Bezüglich der Hochzeit ihrer Tochter muss der Chef seiner Angestellten von Gesetzes wegen einen freien Tag gewähren. Den Angestellten stehen nämlich die «üblichen freien Stunden und Tage» zur Erledigung persönlicher Angelegenheiten zu (Heirat, Geburt eines eigenen Kindes, Todesfall in der nahen Verwandtschaft, Arzt- und Behördenbesuche, Umzug). Bei der Hochzeit eines Familienmitglieds ist aufgrund der Gerichtspraxis in der Regel ein freier Tag geschuldet.

Über die Lohnzahlungspflicht für die «üblichen freien Stunden und Tage» spricht sich das Gesetz jedoch nicht aus. Trotzdem gilt: Angestellte im Monatslohn haben Anspruch auf den Lohn bei solchen tageweisen Kurzabsenzen, Stundenlöhner nicht.

Als Angestellte im Monatslohn erhält Ilona Sutter also für die Hochzeit ihrer Tochter einen bezahlten Tag frei. Auch über ihren Ferienanspruch braucht sie sich keine Sorgen zu machen. Sofern nichts anderes abgemacht ist, gilt das gesetzliche Minimum von vier Wochen.

Ilona Sutter ist auch geschützt, falls der Chef plötzlich die mündlich abgemachten Kündigungsfristen nicht mehr einhalten will.

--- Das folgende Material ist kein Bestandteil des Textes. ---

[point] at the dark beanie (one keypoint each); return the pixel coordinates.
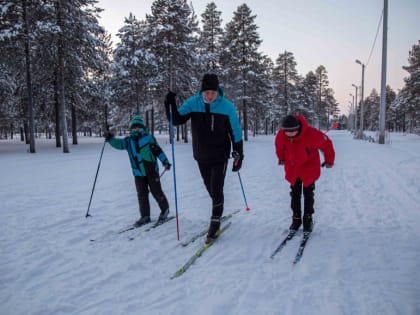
(210, 82)
(290, 123)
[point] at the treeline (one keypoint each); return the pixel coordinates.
(60, 74)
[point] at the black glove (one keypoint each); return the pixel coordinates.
(108, 135)
(170, 99)
(237, 161)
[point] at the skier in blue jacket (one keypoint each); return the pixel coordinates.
(215, 129)
(143, 152)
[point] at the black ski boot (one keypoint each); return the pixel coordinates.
(213, 229)
(296, 223)
(142, 221)
(163, 216)
(307, 223)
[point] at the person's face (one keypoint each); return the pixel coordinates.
(209, 96)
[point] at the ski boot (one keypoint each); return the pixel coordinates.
(163, 216)
(142, 221)
(307, 223)
(296, 223)
(213, 229)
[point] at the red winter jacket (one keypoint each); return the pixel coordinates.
(300, 154)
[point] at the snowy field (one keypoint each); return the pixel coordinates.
(363, 256)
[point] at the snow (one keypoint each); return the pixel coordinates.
(363, 256)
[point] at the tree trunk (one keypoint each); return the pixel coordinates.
(28, 81)
(60, 52)
(74, 124)
(57, 111)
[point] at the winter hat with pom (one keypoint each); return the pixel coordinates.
(136, 121)
(210, 82)
(290, 123)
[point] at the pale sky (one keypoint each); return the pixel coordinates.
(332, 33)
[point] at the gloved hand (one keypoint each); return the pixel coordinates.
(170, 99)
(108, 135)
(237, 161)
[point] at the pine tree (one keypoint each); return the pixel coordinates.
(286, 76)
(209, 43)
(240, 58)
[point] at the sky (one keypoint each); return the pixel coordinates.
(363, 256)
(332, 33)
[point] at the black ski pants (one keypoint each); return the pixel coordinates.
(308, 198)
(143, 184)
(214, 179)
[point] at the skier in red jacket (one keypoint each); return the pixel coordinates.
(297, 148)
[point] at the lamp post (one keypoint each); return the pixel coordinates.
(382, 108)
(361, 98)
(355, 110)
(351, 108)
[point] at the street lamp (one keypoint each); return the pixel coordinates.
(361, 100)
(352, 108)
(355, 110)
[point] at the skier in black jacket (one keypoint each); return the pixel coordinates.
(215, 128)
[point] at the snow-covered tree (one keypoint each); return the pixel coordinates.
(240, 59)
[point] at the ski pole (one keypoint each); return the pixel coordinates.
(243, 192)
(94, 183)
(236, 156)
(161, 174)
(171, 131)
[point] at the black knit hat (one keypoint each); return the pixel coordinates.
(290, 123)
(210, 82)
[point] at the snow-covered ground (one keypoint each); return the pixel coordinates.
(363, 257)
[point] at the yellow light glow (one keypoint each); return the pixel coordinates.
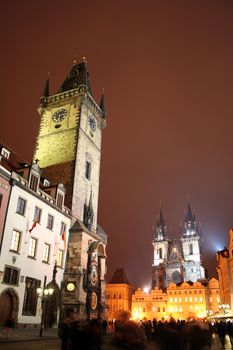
(136, 315)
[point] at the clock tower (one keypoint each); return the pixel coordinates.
(68, 150)
(68, 147)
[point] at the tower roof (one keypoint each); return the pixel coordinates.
(119, 277)
(77, 76)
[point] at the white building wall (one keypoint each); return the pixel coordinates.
(30, 267)
(88, 148)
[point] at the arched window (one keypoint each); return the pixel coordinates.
(160, 253)
(190, 249)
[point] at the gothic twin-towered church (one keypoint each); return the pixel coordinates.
(173, 262)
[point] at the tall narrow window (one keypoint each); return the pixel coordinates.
(15, 241)
(21, 206)
(34, 182)
(60, 199)
(88, 170)
(59, 258)
(11, 276)
(50, 222)
(160, 253)
(30, 296)
(63, 228)
(37, 214)
(190, 249)
(32, 247)
(46, 252)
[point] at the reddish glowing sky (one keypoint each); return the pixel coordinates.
(167, 70)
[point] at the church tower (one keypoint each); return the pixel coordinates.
(161, 245)
(191, 248)
(68, 150)
(68, 147)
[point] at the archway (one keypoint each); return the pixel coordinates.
(9, 305)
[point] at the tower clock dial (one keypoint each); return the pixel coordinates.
(94, 300)
(92, 123)
(70, 287)
(59, 115)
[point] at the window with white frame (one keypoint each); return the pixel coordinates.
(63, 228)
(32, 247)
(21, 206)
(15, 241)
(46, 252)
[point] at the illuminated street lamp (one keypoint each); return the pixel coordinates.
(43, 293)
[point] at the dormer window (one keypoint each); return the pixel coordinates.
(5, 153)
(34, 180)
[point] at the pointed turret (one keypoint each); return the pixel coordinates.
(161, 229)
(46, 89)
(77, 76)
(103, 106)
(190, 225)
(88, 214)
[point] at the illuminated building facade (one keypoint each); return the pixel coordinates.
(119, 294)
(225, 271)
(149, 305)
(173, 262)
(36, 225)
(182, 301)
(68, 150)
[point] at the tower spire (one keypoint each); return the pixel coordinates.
(46, 89)
(161, 229)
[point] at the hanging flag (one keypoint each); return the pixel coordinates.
(35, 221)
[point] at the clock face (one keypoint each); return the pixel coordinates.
(94, 300)
(59, 115)
(92, 123)
(70, 287)
(94, 275)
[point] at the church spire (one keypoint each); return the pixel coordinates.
(190, 225)
(161, 229)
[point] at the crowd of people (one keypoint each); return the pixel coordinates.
(79, 334)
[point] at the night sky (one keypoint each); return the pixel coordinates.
(167, 71)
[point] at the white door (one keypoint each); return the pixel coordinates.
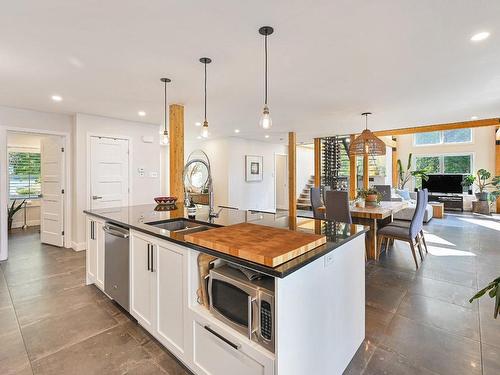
(52, 184)
(281, 166)
(109, 185)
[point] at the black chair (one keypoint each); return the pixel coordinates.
(337, 206)
(385, 191)
(316, 202)
(408, 234)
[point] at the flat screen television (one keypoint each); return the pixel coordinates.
(444, 183)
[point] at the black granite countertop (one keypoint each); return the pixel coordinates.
(137, 217)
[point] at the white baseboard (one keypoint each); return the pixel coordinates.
(78, 246)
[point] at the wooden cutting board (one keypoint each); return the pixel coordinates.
(257, 243)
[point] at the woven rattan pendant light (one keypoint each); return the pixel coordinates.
(367, 142)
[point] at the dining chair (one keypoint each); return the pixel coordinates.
(337, 206)
(385, 191)
(408, 234)
(316, 202)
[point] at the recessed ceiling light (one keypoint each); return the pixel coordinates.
(480, 36)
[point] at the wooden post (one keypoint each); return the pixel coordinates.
(292, 175)
(317, 162)
(176, 134)
(366, 171)
(395, 176)
(353, 173)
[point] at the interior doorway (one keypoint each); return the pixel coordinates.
(37, 185)
(281, 181)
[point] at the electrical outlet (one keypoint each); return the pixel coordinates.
(329, 259)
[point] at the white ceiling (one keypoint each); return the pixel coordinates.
(409, 62)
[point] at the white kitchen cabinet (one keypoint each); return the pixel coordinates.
(142, 281)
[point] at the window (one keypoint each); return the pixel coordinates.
(24, 175)
(443, 137)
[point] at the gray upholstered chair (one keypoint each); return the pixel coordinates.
(316, 202)
(337, 206)
(408, 234)
(385, 191)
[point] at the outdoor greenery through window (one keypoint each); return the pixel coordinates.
(24, 175)
(443, 137)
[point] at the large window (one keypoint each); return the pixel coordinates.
(24, 175)
(443, 137)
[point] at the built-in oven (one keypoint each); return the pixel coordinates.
(246, 305)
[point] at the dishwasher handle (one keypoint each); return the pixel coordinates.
(115, 231)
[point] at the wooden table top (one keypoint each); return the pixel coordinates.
(385, 209)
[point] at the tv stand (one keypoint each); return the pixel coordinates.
(450, 201)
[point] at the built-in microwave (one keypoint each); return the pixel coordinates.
(247, 306)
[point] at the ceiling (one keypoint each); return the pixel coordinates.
(409, 62)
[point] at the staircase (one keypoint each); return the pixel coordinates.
(304, 200)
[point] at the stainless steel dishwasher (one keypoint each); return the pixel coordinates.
(116, 264)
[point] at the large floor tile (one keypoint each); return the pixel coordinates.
(452, 318)
(441, 352)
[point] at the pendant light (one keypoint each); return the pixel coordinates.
(164, 134)
(367, 142)
(265, 120)
(204, 128)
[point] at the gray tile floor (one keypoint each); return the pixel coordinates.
(416, 322)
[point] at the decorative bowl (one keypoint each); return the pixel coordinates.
(165, 200)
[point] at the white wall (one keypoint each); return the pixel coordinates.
(143, 155)
(482, 148)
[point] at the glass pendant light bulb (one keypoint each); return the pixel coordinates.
(204, 129)
(265, 120)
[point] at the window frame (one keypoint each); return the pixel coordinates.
(441, 139)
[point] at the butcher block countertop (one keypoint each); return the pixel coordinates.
(336, 234)
(258, 243)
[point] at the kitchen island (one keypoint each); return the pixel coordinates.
(318, 304)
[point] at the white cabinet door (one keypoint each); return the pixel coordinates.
(100, 254)
(141, 282)
(170, 295)
(91, 253)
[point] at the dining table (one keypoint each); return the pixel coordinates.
(373, 217)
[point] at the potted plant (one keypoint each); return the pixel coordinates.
(12, 211)
(487, 189)
(493, 290)
(371, 196)
(468, 182)
(406, 174)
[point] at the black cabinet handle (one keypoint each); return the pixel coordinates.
(232, 344)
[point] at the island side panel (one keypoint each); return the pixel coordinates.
(320, 313)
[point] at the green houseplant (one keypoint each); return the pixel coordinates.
(468, 182)
(493, 290)
(12, 211)
(406, 174)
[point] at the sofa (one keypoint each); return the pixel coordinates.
(407, 212)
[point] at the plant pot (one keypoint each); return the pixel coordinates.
(482, 196)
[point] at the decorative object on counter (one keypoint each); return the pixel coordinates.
(493, 290)
(257, 243)
(468, 182)
(204, 128)
(13, 209)
(265, 120)
(164, 134)
(165, 201)
(253, 169)
(371, 196)
(367, 142)
(404, 175)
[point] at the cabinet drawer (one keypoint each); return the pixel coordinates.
(216, 354)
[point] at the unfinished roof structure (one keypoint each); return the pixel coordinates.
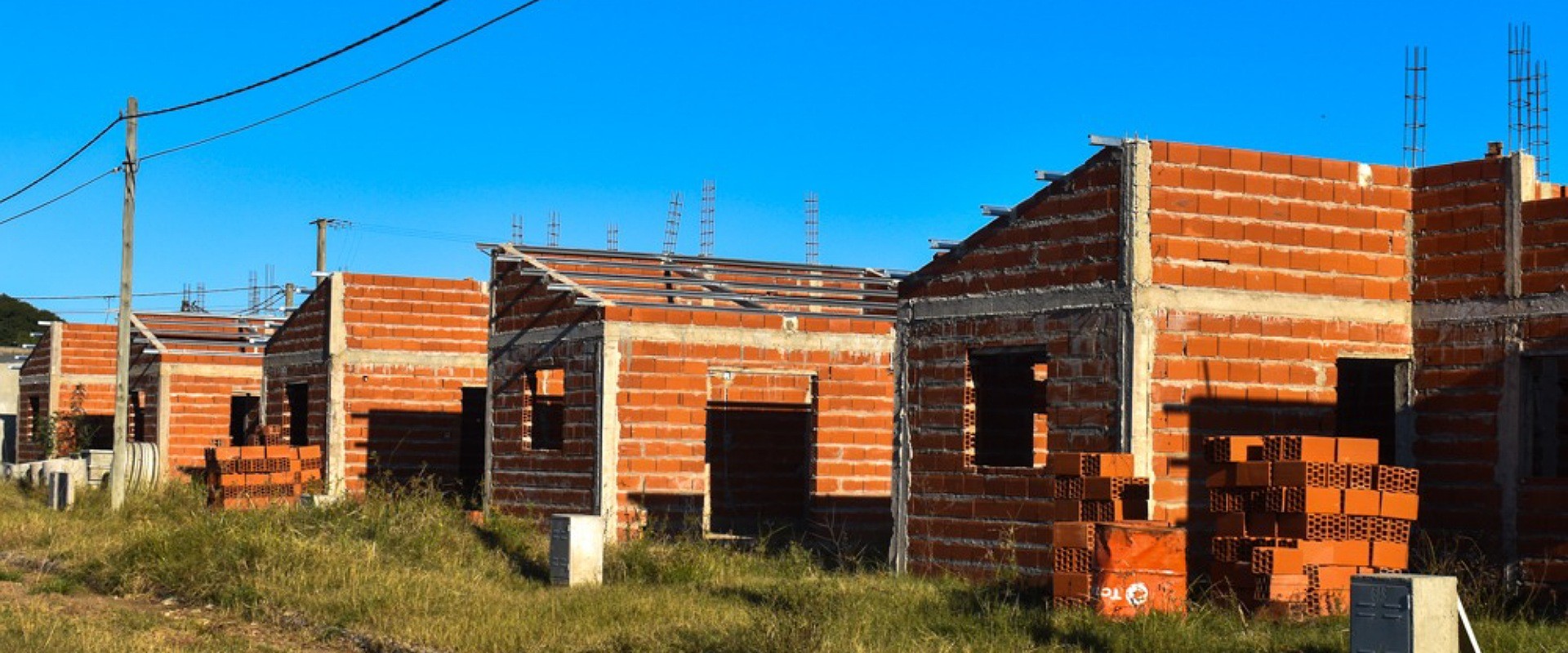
(702, 393)
(386, 375)
(1162, 293)
(195, 383)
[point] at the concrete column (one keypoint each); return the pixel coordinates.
(608, 460)
(902, 448)
(1137, 349)
(336, 422)
(1520, 185)
(165, 409)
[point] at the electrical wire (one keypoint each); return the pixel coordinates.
(412, 232)
(405, 20)
(61, 163)
(63, 194)
(345, 88)
(51, 172)
(138, 295)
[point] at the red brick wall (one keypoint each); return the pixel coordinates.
(662, 404)
(1459, 223)
(1278, 226)
(976, 520)
(289, 361)
(1459, 254)
(402, 409)
(403, 419)
(1239, 220)
(1242, 375)
(666, 392)
(1063, 235)
(1545, 247)
(87, 362)
(199, 404)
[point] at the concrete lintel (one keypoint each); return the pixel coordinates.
(300, 358)
(240, 371)
(770, 339)
(83, 380)
(541, 335)
(1490, 309)
(1280, 304)
(1019, 303)
(429, 359)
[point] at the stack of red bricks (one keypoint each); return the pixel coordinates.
(259, 477)
(1102, 552)
(1297, 516)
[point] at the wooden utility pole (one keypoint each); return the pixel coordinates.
(117, 469)
(320, 245)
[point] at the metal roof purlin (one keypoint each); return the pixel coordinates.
(710, 284)
(552, 273)
(148, 334)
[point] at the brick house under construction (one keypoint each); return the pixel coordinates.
(386, 375)
(209, 366)
(68, 376)
(195, 383)
(729, 397)
(1164, 291)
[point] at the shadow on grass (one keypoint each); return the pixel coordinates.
(507, 540)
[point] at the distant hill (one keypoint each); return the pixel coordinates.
(18, 320)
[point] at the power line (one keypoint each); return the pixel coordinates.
(51, 172)
(345, 88)
(405, 20)
(61, 163)
(63, 194)
(136, 295)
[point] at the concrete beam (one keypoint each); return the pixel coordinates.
(1280, 304)
(1019, 303)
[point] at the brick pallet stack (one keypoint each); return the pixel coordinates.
(259, 477)
(1297, 516)
(1102, 555)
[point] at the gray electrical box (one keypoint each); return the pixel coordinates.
(576, 550)
(1404, 613)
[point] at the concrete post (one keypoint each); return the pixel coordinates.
(576, 550)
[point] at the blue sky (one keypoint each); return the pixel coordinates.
(902, 116)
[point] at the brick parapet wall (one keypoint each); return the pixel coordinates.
(1241, 220)
(1065, 235)
(1459, 230)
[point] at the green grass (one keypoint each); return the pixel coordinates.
(410, 569)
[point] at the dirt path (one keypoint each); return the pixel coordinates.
(41, 600)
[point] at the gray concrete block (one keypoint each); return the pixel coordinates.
(576, 550)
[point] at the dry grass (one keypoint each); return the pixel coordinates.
(408, 569)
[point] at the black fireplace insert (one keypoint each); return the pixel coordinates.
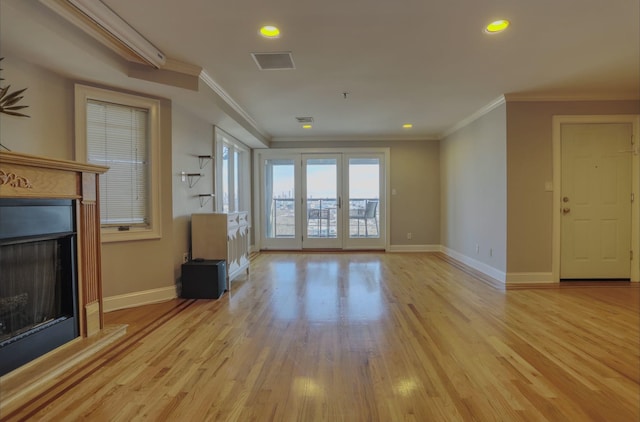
(38, 287)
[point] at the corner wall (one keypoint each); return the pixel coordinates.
(473, 162)
(529, 168)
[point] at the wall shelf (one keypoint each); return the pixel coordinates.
(203, 160)
(191, 178)
(205, 198)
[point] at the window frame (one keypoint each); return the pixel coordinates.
(242, 169)
(84, 93)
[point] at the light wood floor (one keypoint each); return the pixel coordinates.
(365, 337)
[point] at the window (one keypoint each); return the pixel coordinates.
(121, 131)
(232, 163)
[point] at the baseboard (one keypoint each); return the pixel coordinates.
(145, 297)
(529, 278)
(476, 265)
(414, 248)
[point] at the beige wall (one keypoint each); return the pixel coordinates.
(474, 196)
(49, 129)
(415, 176)
(529, 167)
(127, 266)
(191, 137)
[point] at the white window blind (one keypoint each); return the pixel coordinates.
(117, 137)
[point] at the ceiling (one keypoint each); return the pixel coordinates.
(428, 63)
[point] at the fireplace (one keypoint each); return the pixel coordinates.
(38, 280)
(50, 275)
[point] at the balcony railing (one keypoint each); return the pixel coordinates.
(321, 221)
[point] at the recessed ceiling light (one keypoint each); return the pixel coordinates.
(497, 26)
(270, 31)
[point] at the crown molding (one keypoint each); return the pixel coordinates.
(353, 138)
(475, 116)
(574, 97)
(182, 67)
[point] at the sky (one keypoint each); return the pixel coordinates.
(321, 181)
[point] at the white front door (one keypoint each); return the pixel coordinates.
(595, 201)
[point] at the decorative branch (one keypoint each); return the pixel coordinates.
(9, 100)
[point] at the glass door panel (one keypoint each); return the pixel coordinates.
(322, 223)
(280, 207)
(364, 190)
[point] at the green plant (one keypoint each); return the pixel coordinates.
(9, 100)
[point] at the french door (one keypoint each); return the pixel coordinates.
(322, 200)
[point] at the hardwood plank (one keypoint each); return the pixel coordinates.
(365, 337)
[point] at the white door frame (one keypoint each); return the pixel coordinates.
(261, 154)
(634, 121)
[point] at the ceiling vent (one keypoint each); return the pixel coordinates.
(274, 61)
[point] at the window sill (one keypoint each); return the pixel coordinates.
(112, 236)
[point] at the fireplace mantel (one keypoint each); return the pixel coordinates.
(29, 176)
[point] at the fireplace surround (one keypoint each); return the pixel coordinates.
(38, 290)
(55, 212)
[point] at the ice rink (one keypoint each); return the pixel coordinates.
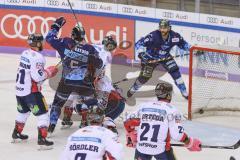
(211, 130)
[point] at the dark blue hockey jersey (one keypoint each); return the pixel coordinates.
(75, 56)
(157, 48)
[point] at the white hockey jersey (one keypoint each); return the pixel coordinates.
(158, 122)
(92, 143)
(30, 72)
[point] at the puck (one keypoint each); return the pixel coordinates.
(201, 111)
(232, 158)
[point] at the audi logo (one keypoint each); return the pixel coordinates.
(53, 2)
(212, 20)
(19, 25)
(13, 1)
(91, 6)
(127, 10)
(168, 14)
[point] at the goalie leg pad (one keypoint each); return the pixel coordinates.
(43, 120)
(22, 117)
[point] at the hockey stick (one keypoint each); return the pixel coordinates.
(235, 146)
(94, 89)
(123, 80)
(74, 13)
(171, 57)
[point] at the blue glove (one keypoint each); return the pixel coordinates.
(59, 22)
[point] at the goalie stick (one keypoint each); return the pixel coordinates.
(235, 146)
(123, 80)
(170, 57)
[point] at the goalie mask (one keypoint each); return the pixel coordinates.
(78, 33)
(36, 40)
(163, 91)
(109, 43)
(164, 23)
(95, 114)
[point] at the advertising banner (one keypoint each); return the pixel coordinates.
(16, 25)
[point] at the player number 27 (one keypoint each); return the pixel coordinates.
(146, 128)
(80, 156)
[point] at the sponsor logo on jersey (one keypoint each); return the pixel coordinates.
(23, 65)
(39, 65)
(147, 145)
(25, 59)
(19, 88)
(149, 117)
(175, 39)
(83, 147)
(178, 118)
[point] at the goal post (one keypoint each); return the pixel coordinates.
(214, 81)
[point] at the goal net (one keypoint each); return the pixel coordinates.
(214, 81)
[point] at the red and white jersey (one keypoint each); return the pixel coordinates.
(92, 142)
(159, 121)
(30, 72)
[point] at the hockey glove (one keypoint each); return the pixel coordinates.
(194, 145)
(51, 71)
(131, 139)
(59, 22)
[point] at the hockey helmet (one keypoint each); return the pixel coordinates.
(35, 40)
(164, 23)
(109, 43)
(95, 114)
(78, 33)
(164, 90)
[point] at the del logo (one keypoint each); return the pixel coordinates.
(175, 40)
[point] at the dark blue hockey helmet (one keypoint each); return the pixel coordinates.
(164, 90)
(35, 40)
(164, 23)
(109, 43)
(78, 33)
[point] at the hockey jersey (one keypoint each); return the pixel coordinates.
(155, 47)
(30, 74)
(75, 56)
(159, 121)
(92, 142)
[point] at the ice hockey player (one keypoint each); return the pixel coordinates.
(158, 121)
(79, 61)
(94, 141)
(30, 76)
(154, 50)
(106, 93)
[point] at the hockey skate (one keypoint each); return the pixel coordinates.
(183, 90)
(18, 137)
(110, 124)
(66, 123)
(130, 93)
(51, 129)
(43, 143)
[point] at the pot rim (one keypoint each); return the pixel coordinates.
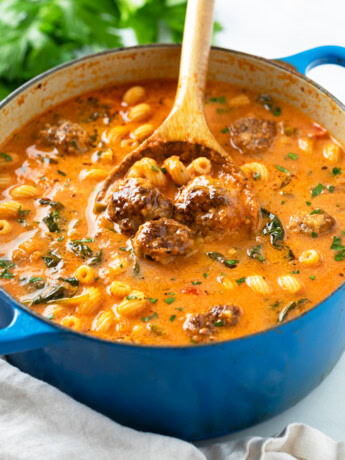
(271, 62)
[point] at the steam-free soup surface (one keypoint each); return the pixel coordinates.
(185, 267)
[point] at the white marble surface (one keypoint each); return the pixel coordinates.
(273, 29)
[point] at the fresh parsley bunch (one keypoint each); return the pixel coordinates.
(38, 34)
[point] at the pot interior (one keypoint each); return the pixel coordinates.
(152, 62)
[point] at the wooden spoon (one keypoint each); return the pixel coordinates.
(185, 132)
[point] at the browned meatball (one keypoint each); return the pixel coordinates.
(163, 240)
(208, 207)
(252, 135)
(134, 201)
(70, 137)
(201, 325)
(320, 222)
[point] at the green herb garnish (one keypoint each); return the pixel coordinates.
(317, 190)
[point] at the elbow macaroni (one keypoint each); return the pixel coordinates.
(332, 153)
(148, 168)
(134, 95)
(119, 289)
(199, 167)
(133, 304)
(177, 170)
(258, 284)
(85, 274)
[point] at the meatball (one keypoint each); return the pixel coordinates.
(201, 325)
(208, 207)
(252, 135)
(70, 137)
(320, 222)
(163, 240)
(134, 201)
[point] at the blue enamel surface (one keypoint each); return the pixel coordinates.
(314, 57)
(189, 392)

Laut Gesetz würde dann eine Kündigungsfrist von zwei Monaten gelten, da sie im sechsten Anstellungsjahr steht.


Empfehlenswert: Schriftlicher Arbeitsvertrag

Aus Beweisgründen empfiehlt es sich, Arbeitsverträge stets schriftlich abzuschliessen und die wichtigsten Punkte klar zu regeln. Dazu gehören: die wöchentliche Arbeitszeit, der Lohn, der 13. Monatslohn, die Dauer der Ferien und der Kündigungsfrist. Zudem sollte sich der Betrieb möglichst verpflichten, eine Krankentaggeldversicherung abzuschliessen.



Schutz für Angestellte


- Das Obligationenrecht regelt den Inhalt von Arbeitsverträgen. Per schriftlichen Arbeitsvertrag oder Gesamtarbeitsvertrag kann teilweise von den gesetzlichen Vorschriften abgewichen werden. Dies meist nur zu Gunsten der Angestellten.

- Das Arbeitsgesetz regelt den Schutz der Beschäftigten bei der Arbeit. Darin enthalten sind Bestimmungen zu Unfallverhütung, Gesundsheitsvorsorge, zulässiger Höchstarbeitszeit und Ruhezeit, Nachtarbeit, Sonntagsarbeit, Sicherheit am Arbeitsplatz sowie Spezialregelungen für Jugendliche und Frauen.